The Mind-Body Connection

To understand the link between stress and digestive health, it helps to understand how stress affects the body.1 The brain responds to so-called "stressful" situations just like it does to threatening ones. If someone close to you dies, or you lose your job, or you feel like you're under an enormous amount of pressure, your brain will release the same set of nerve signals it would if you were in physical danger.

In a life-or-death scenario (or even just a plain scary one), these signals will cause your pulse to race and your muscles to tense and you'll get a sudden burst of energy to ensure your survival. But when the situation happens to be more stressful than dangerous, these same signals can interfere with the normal functioning or your gastrointestinal tract.
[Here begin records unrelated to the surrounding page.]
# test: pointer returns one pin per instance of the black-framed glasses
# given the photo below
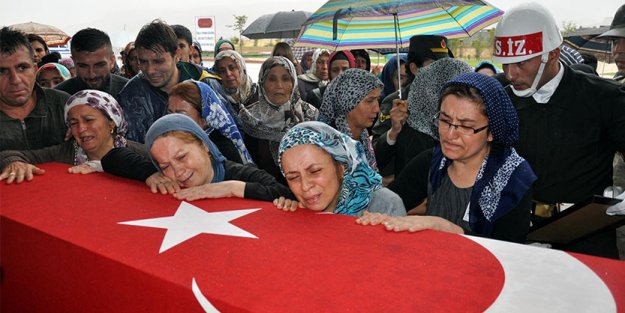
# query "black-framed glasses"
(443, 124)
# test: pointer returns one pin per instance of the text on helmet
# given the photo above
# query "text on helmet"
(515, 46)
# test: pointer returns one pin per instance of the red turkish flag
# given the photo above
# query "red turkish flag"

Stress and Anxiety: There’s a Difference

It's important to understand that there's a difference between stress and anxiety.2 Stress generally refers to the everyday pressures in life we experience. External circumstances that upset us—like unpaid bills and strained relationships—can put pressure on our mind and body to the point that our health can be affected. Some stressful experiences can actually be positive, like the rush of making a deadline or speaking in front of a crowd. But when these experiences pass and the unease remains, the stress turns into anxiety.
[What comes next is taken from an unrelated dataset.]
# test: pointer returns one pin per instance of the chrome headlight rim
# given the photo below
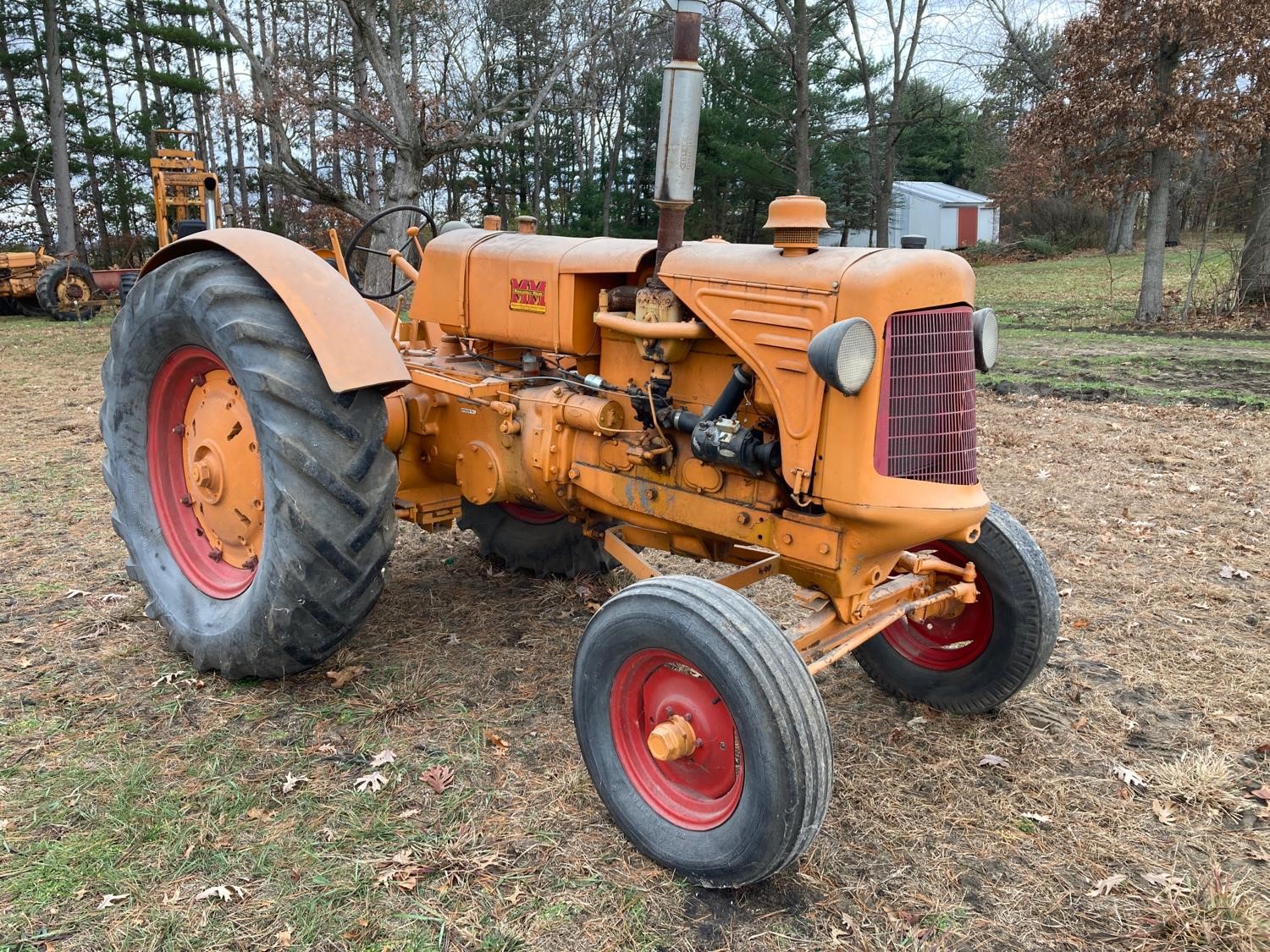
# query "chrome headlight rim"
(845, 355)
(987, 338)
Stress and anxiety have been linked to gastrointestinal distress, and the relationship can be complicated.3 Not only can stress cause gastrointestinal disorders, but persistent problems with your gut can compound your stress. This takes extra effort to treat, and research suggests that options like cognitive behavior therapy paired with relaxation techniques can help alleviate the stress that can impact your digestive health.

Coping With Stress

Stress can be a major driver of digestive health issues. So what can you do to reduce the stress in your life, and to cope with the stressors you can't avoid?

Here are a few suggestions:

1.Avoid drugs and alcohol.

While they might seem to relieve stress, they really just mask the symptoms.

2. Seek support.

Companionship is key during stressful times. Talk to family members and friends about the things that bother you, or seek help from a professional counselor or others in your community.

3. Exercise.

Regular exercise is great not only for your body, but also your mind. Even better: Do it outside in the fresh air and sunshine. You can also try proven stress-reducing activities like yoga, tai chi, or meditation.

4. Focus on your diet.

Eating a well-balanced diet full of fresh fruits and vegetables. Protein—as well as plenty of fiber—will give your body the energy it needs during stressful times.

While it's impossible to avoid stress altogether, it is possible to help prevent it from taking over your life. Focus on those things that you can control to help keep stress levels in check.

Show ReferencesHide References

  1. "5 Things You Should Know About Stress." National Institute of Mental Health. National Institutes of Health, n.d. Web.https://www.nimh.nih.gov/health/publications/stress/index.shtml.
  2. A"Stress and Your Health." MedlinePlus Medical Encyclopedia. Ed. Linda J. Vorvick, David Zieve, and Brenda Conaway. U.S. National Library of Medicine, 3 Nov. 2016. Web. https://medlineplus.gov/ency/article/003211.htm.
  3. "Stress and the Sensitive Gut." Harvard Health Publications. Harvard Medical School, Aug. 2010. Web. http://www.health.harvard.edu/newsletter_article/stress-and-the-sensitive-gut.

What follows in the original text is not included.